Hofmann (geboren 1944 in Dresden-Loschwitz) schleudert seine Wahrnehmungen über menschliches Verhalten und Empfinden in farbkräftigen abstrakten Strukturphantasien in die ebenfalls „gegenstandslose“ Bildlandschaft, die aus solchen Eruptionen entsteht.

Claus Weidensdorfer (geboren 1931 in Coswig bei Meißen) verdichtet sie in nicht minder ausdrucksstarken, ineinander verschmelzenden Farbüberlagerungen figurativ. Bei ihm bleibt alles im Rahmen, wenn sich das Nachdenkliche seinen eigenen Raum sucht. Hofmann dagegen drängt nach außen, möchte am liebsten das gegebene Format sprengen, überschreitet auch im Leben gern Grenzen. So besitzt er beispielsweise außer in Dresden auch in Ungarn seit 1992 ein Atelierhaus, stellte in Budapest, Berlin, Paris, den USA aus, wo er 1994 ein Aufenthaltsstipendium hatte.

Beide haben an der Dresdner Kunstakademie studiert, wo Weidensdorfer 1957 Assistent für Malerei und Graphik wurde. Seit 1975 lehrte er an der Fachschule für Werbung und Gestaltung in Berlin-Schöneweide und ist seit 1992 Professor für Malerei und Graphik an der Dresdner Kunsthochschule. Hofmann, der auch aktiv war auf den Gebieten Collage, Rauminstallationen, Möbelobjekte, Künstlerbücher, erfand zusammen mit Otto Sander Tischbein 1988 die Telephonkunst für die damalige DDR. Er bestieg 1991 den Berg Athos in Griechenland, machte im gleichen Jahr die 400 Quadratmeter große „Schafstallinstallation“ im ehemaligen Kloster Lamspringe und 1993 ein Buch zu „Finnegans Wake“ von James Joyce.

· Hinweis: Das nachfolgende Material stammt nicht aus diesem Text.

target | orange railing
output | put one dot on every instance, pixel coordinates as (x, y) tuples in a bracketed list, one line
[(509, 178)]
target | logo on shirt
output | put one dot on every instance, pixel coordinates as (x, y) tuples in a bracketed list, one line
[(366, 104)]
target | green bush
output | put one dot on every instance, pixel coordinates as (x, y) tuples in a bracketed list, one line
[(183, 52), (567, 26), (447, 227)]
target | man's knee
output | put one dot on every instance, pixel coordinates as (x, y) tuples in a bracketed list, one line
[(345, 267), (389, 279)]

Weidensdorfer und Hofmann haben auch zusammen mit Dichtern und Musikern mancherlei gemeinsame Arbeiten geschaffen, darunter Buchobjekte und jetzt 1996 eine 150 x 427 cm große Wandzeichnung in Kreiden und Graphit, verbunden mit Frottagetechnik, auf Papier, betitelt „Tanzmusik“. Man kann sie neben neuen Bildern der beiden Künstler aus den Jahren 1994 – 1996 in der Galerie Beethovenstraße kennenlernen. Sie wurde inspiriert von der besonderen Atmosphäre der Galerie „Blaue Fabrik“ in Dresden. Einem Ort, wo sich Tanz, Musik, bildende Kunst und Dichtung multimedial begegnen.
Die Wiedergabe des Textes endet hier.